Numa sala em Bruxelas, António Costa recusou comentar a situação, avisando que não fala da política nacional quando está fora do território português. Porém, ao longo desta terça-feira, foram várias as reações — e alguns anúncios: há pelo menos outros três concelhos (Póvoa de Varzim, Pinhel e Trofa) a pensar seguir pelo mesmo caminho e deixar o organismo liderado pela socialista Luísa Salgueiro (presidente da câmara municipal de Matosinhos).
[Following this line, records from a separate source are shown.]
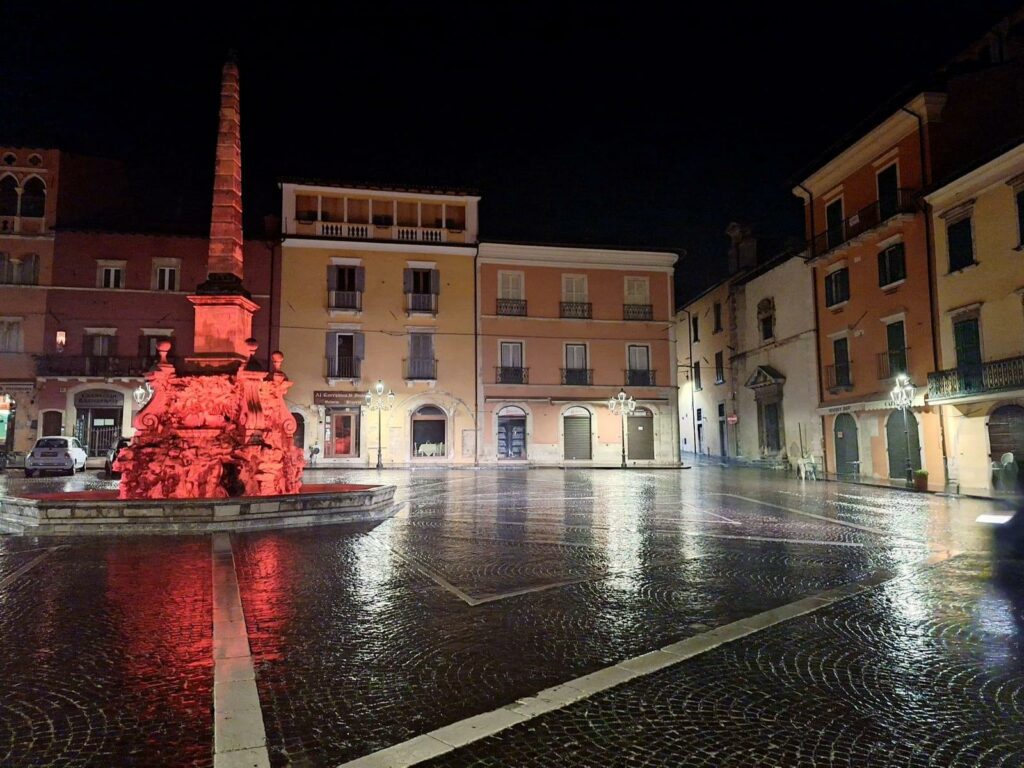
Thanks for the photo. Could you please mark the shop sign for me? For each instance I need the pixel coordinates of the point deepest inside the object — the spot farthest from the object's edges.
(99, 398)
(327, 397)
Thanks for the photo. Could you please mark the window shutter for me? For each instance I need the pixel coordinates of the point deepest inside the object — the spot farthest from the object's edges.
(332, 344)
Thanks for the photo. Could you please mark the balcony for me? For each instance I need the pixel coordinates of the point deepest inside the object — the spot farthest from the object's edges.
(839, 377)
(513, 375)
(343, 368)
(863, 221)
(574, 309)
(421, 369)
(102, 367)
(516, 307)
(421, 302)
(892, 363)
(345, 300)
(637, 378)
(638, 311)
(995, 376)
(583, 377)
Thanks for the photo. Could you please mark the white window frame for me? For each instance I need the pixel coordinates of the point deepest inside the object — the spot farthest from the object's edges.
(576, 299)
(102, 265)
(639, 281)
(521, 279)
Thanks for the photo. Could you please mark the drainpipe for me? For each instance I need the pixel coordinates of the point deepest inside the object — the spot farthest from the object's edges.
(689, 337)
(932, 298)
(817, 334)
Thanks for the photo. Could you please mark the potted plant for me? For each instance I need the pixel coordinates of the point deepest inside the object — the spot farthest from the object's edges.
(921, 479)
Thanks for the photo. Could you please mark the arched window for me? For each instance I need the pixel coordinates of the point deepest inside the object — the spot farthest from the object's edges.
(429, 432)
(766, 318)
(8, 196)
(34, 198)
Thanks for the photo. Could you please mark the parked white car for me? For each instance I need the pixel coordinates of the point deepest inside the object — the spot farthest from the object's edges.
(64, 455)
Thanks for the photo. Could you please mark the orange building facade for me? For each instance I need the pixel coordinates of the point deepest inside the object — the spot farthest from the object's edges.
(561, 330)
(868, 246)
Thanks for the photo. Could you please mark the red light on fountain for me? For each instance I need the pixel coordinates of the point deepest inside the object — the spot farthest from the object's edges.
(217, 426)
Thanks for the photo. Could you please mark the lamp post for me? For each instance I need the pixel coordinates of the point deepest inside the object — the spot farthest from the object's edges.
(623, 404)
(377, 400)
(902, 395)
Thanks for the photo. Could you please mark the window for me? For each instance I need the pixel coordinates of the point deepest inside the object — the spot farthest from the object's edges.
(111, 274)
(637, 291)
(422, 286)
(10, 335)
(766, 318)
(345, 351)
(961, 244)
(838, 287)
(574, 288)
(1020, 217)
(166, 279)
(345, 286)
(34, 198)
(892, 265)
(841, 353)
(421, 356)
(510, 286)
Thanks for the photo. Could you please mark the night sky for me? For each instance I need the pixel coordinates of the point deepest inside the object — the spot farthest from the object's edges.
(628, 127)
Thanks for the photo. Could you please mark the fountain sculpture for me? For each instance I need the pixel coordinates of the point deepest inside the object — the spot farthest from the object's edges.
(217, 425)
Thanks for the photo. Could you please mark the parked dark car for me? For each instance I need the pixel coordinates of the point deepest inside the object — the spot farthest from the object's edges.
(112, 455)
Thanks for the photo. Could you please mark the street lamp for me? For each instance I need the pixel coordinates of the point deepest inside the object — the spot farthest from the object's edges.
(623, 404)
(377, 400)
(902, 395)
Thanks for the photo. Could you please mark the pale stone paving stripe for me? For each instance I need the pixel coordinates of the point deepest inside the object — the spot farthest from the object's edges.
(14, 576)
(450, 737)
(239, 735)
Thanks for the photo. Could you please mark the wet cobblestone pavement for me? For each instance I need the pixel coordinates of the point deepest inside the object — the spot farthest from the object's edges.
(492, 586)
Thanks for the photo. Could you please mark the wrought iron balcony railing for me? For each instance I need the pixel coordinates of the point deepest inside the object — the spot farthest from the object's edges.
(863, 220)
(892, 363)
(638, 378)
(638, 311)
(578, 376)
(574, 309)
(839, 376)
(421, 369)
(345, 299)
(512, 306)
(101, 366)
(422, 302)
(964, 381)
(343, 368)
(511, 375)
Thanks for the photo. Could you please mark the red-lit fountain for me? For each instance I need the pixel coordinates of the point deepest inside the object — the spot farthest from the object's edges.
(213, 449)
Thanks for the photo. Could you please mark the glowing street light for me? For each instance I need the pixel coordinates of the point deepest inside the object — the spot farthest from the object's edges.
(377, 400)
(623, 404)
(902, 395)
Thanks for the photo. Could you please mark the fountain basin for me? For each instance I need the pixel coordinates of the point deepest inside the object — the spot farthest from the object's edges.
(102, 512)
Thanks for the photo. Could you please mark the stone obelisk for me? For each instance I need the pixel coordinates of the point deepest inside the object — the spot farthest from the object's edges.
(223, 307)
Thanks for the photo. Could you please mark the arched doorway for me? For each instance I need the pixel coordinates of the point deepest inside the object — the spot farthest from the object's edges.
(896, 439)
(847, 453)
(640, 435)
(300, 430)
(576, 428)
(511, 432)
(429, 432)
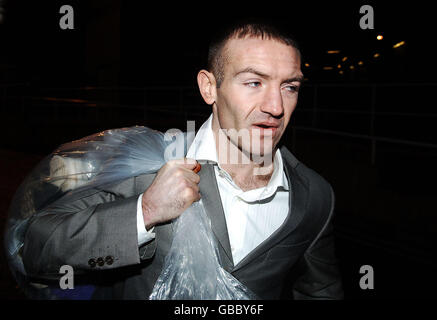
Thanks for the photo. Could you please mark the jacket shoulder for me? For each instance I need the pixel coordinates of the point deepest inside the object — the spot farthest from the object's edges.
(310, 178)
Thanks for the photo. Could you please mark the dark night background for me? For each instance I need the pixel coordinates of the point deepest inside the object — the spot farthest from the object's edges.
(370, 130)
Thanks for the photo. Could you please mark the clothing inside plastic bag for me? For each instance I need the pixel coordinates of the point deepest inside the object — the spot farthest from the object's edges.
(192, 269)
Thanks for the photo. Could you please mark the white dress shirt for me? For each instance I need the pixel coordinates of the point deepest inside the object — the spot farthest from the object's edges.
(251, 216)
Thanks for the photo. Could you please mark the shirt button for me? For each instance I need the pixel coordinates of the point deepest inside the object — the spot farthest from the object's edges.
(92, 263)
(100, 262)
(109, 260)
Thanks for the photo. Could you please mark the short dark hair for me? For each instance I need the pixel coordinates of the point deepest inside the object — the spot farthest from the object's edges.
(241, 30)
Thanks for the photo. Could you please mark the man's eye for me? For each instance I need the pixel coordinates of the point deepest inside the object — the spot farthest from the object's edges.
(253, 84)
(292, 88)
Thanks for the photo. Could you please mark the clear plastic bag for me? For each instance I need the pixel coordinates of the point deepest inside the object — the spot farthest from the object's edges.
(192, 269)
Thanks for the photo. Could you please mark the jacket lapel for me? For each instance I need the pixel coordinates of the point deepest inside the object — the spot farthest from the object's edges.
(297, 203)
(214, 209)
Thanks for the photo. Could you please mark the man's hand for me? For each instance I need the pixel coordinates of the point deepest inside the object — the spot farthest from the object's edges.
(173, 190)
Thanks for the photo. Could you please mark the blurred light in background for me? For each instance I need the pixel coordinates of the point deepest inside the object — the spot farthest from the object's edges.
(2, 11)
(397, 45)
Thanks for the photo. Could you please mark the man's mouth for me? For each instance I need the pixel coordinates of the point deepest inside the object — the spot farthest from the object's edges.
(263, 126)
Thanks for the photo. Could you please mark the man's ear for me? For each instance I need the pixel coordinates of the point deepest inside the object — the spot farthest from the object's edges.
(207, 86)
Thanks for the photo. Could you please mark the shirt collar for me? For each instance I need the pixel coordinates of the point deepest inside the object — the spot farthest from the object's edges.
(203, 147)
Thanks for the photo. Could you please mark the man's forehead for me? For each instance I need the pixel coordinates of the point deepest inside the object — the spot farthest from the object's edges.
(268, 52)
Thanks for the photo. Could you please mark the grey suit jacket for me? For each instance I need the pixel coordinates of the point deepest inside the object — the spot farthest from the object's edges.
(96, 234)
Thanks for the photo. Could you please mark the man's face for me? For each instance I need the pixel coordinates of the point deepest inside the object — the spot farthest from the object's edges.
(259, 90)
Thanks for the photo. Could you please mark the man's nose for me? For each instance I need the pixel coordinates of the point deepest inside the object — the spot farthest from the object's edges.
(273, 103)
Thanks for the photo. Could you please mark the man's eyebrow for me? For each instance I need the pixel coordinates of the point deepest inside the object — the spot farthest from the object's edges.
(266, 76)
(252, 70)
(294, 79)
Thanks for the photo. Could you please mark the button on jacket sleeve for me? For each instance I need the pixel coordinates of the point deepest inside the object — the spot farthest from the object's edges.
(83, 227)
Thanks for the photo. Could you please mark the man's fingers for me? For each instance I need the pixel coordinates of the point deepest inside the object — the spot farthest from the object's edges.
(187, 163)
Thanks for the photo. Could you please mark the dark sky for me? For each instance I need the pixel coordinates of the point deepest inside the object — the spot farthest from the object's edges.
(165, 43)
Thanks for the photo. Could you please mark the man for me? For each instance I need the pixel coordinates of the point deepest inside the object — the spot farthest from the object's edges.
(271, 219)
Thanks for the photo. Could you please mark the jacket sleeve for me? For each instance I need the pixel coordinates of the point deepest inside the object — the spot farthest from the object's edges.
(95, 229)
(321, 278)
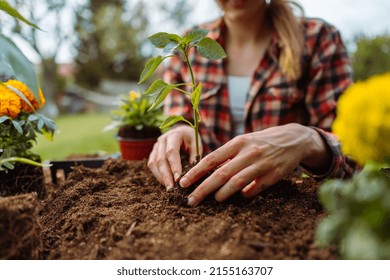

O presidente do Conselho Regional do Norte considerou ainda de madrugada que o Porto “a muito curto prazo ficará menos forte” sem a Associação Nacional de Municípios e que esta não é altura de “entrar em aventureirismos nem em carreiras mais particulares”. Miguel Alves defendeu ser necessário “fomentar o espírito de grupo” para que os municípios sejam “mais fortes e mais capazes de estar na mesa de negociações como governo da República” o processo de descentralização de competências.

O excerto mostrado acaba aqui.